I would dearly love to sit down with the Angry Wheelchair Driver to find out what her mission was, and why. What had made her so angry that she felt she had to strike back? I want to know her story. Did her random, seemingly unwarranted acts of violence make her feel better? Or worse? I hope she just did it on a dare…I really, really do. 🙂 Wouldn’t that just be too funny?

People who do weird, unexpected things are remembered. Maybe not in a good way like Winston Churchill or Abraham Lincoln, but nevertheless, their existence on this earth is first impression imprinted in some memories and though their names may be forgotten, their actions will make people laugh and chuckle once in awhile… Those who blend seamlessly in society are forgotten quickly and permanently. We’ll all eventually be forgotten, but don’t we all want that to happen long after we die, and not the minute we walk out of a room?

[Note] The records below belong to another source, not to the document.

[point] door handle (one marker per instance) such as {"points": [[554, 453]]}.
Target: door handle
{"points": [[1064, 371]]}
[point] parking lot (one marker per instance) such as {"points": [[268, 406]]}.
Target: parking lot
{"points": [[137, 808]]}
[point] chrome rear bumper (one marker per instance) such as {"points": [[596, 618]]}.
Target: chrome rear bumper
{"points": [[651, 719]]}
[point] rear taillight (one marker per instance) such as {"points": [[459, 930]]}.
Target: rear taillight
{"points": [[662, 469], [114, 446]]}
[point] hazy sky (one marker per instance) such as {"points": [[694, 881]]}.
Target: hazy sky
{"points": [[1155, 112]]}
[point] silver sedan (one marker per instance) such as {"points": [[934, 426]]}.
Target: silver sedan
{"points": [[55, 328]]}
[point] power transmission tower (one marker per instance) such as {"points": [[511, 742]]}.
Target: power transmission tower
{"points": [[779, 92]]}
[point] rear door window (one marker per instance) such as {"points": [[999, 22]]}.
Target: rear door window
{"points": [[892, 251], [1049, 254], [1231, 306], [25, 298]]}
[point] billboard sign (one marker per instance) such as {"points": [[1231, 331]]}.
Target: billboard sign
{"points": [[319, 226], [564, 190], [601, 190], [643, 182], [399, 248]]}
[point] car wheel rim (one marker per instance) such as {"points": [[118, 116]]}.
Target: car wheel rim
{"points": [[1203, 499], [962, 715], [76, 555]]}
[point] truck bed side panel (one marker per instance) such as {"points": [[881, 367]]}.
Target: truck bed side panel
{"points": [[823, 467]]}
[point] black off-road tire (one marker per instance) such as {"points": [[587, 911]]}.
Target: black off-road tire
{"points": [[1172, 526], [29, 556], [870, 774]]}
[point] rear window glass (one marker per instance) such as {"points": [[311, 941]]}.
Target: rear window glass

I write this whole post for two reasons. One, I have this fantastic picture of my neighbors riding to the store on a Sterling Emerald Mobility Scooter that I wanted to show you guys, and two, to encourage you all to embrace your individuality, no matter how shocking and bizarre it is. On some instinctual level, I guess we are pack animals, but because of our God and our thumbs, we needn’t stop there. Enjoy the strange people around you, and strive to be someone people will remember. Listen to other’s stories, share yours, and don’t be afraid to add a twist or two to your own existence. We only live once. Leave an impression.

🙂 Bird


7 responses to “Everyone Has A Story…Some Are, However, Funnier Than Others”

  1. Okay…I think I just peed in my pants from laughing so hard. Dealing with chronic pain, I have driven the Walmart version of these carts at one time or another. I have found them jerky and hard to handle, some with a mind of their own. I was almost the Wheel Chair lady when the throttle got stuck and wouldn’t release. Thank the Lord the aisle I was on at the time was completely empty except for me and my daughter who was screaming “Mom, stop!” and me screaming back “I cccaaaaaannnnnn’ttttttttt!”

    The hoity-toity image was especially funny. Sandy


    • 🙂 I guess I’m a weirdo, but I loved that story too when Wendy was telling it to me. I broke my foot once and had to use one. I didn’t lose control or anything but it smelled so bad I left it illegally parked and crutched myself out of the store. I didn’t need anything THAT badly..lol.